You, Brian King, should be grateful for the light that illuminates the darkness in which you wallow.
The letter to the editor, 'The Fag Rag,' which at first stunned me with its sheer stupidity and general Neanderthal timbre, eventually made me think how proud I am to be one of "those people" with "the sick sex problems." Of course, sick to one person isn't the same as sick to another, which to me would be living with ferrets and carrying a constant aura of musk and urine around with you everywhere you travel. But I digress. I'll stick to reading Seven Days and not lining my apartment with it, thanks.

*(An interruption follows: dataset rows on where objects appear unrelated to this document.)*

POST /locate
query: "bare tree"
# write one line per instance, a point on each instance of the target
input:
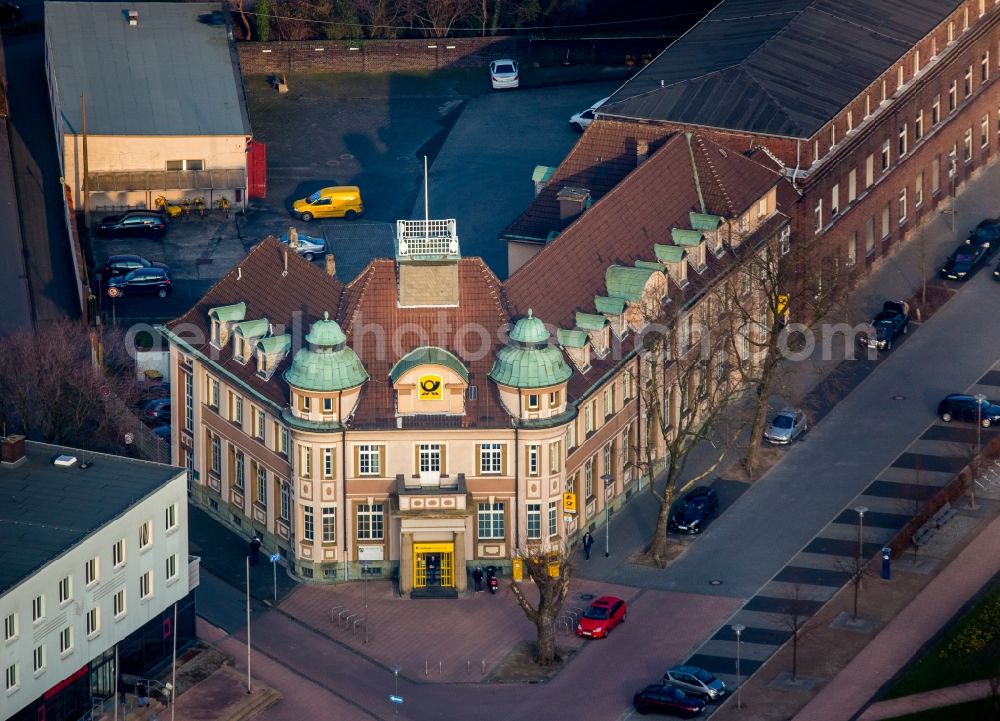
(65, 384)
(550, 572)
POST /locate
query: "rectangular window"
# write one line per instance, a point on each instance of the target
(145, 534)
(10, 627)
(534, 520)
(430, 457)
(370, 521)
(329, 524)
(66, 640)
(146, 585)
(261, 485)
(308, 531)
(65, 589)
(490, 458)
(490, 520)
(94, 621)
(240, 471)
(531, 454)
(369, 460)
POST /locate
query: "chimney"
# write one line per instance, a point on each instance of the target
(12, 450)
(641, 151)
(572, 202)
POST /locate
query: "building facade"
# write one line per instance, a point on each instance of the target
(424, 418)
(90, 579)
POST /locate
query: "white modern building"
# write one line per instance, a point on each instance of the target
(93, 556)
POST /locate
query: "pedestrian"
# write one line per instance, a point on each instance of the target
(588, 542)
(255, 550)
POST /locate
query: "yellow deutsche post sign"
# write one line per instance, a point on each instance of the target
(429, 388)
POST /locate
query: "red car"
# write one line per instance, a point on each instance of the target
(603, 615)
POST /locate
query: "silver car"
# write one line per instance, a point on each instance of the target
(786, 426)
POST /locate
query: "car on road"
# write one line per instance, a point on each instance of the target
(964, 261)
(787, 425)
(889, 323)
(666, 699)
(695, 681)
(962, 407)
(503, 74)
(693, 512)
(338, 201)
(157, 411)
(133, 223)
(603, 615)
(307, 246)
(144, 281)
(582, 120)
(117, 265)
(9, 12)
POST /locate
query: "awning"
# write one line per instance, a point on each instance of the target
(159, 180)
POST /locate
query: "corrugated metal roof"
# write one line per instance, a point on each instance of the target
(170, 74)
(776, 67)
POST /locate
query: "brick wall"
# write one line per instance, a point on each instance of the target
(374, 56)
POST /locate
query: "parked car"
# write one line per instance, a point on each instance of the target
(338, 201)
(986, 234)
(786, 426)
(582, 120)
(892, 321)
(503, 74)
(695, 681)
(693, 512)
(663, 698)
(133, 223)
(117, 265)
(9, 12)
(144, 281)
(603, 615)
(961, 407)
(964, 261)
(307, 246)
(157, 411)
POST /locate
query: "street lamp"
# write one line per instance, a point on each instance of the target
(738, 629)
(980, 402)
(608, 482)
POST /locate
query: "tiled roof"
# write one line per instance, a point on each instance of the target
(381, 332)
(293, 302)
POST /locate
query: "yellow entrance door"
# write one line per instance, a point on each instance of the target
(433, 565)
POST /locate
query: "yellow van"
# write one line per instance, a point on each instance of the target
(340, 201)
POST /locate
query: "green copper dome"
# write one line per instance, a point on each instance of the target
(530, 361)
(327, 364)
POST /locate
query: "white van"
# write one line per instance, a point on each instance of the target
(580, 121)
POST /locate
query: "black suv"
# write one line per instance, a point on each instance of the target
(143, 223)
(693, 512)
(144, 280)
(959, 407)
(117, 265)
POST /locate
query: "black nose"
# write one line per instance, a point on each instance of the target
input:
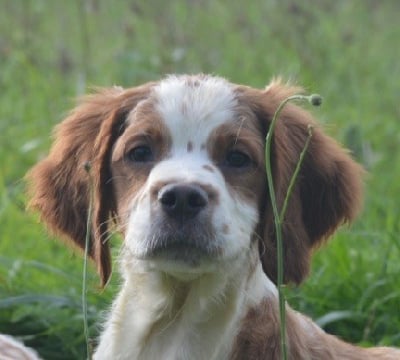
(182, 201)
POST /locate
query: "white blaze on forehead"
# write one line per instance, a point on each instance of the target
(192, 106)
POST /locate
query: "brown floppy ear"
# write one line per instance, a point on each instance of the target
(59, 186)
(328, 190)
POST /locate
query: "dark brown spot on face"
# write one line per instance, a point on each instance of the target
(208, 168)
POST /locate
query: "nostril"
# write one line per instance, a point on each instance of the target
(182, 201)
(168, 198)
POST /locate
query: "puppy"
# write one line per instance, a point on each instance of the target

I'm writing in regard to 'The Fag Rag' and Brian King's use of the personals section. While I understand the need for inexpensive (in this case free — thank you, Seven Days!) options for filling your ferret's litter box, I urge you to consider a healthier option. Ferrets who are exposed to the content in the personals section have been shown to experience severe medical and behavioral problems, including but not limited to broadened horizons, euphoria, smiling, laughing, increased curiosity, sense of adventure, belief in hope and possibility, and an overall sense of boredom at being owned by the most boring person to read Seven Days. Also: The young woman at Rite Aid was most definitely right: You don't have to read it. You could spend money on another newspaper for your ferret to use, but something tells me you get a certain satisfaction out of sneaking a peek at the dirty personals before your ferret makes them even dirtier. There's nothing wrong with that; I only hope your ferret is on board.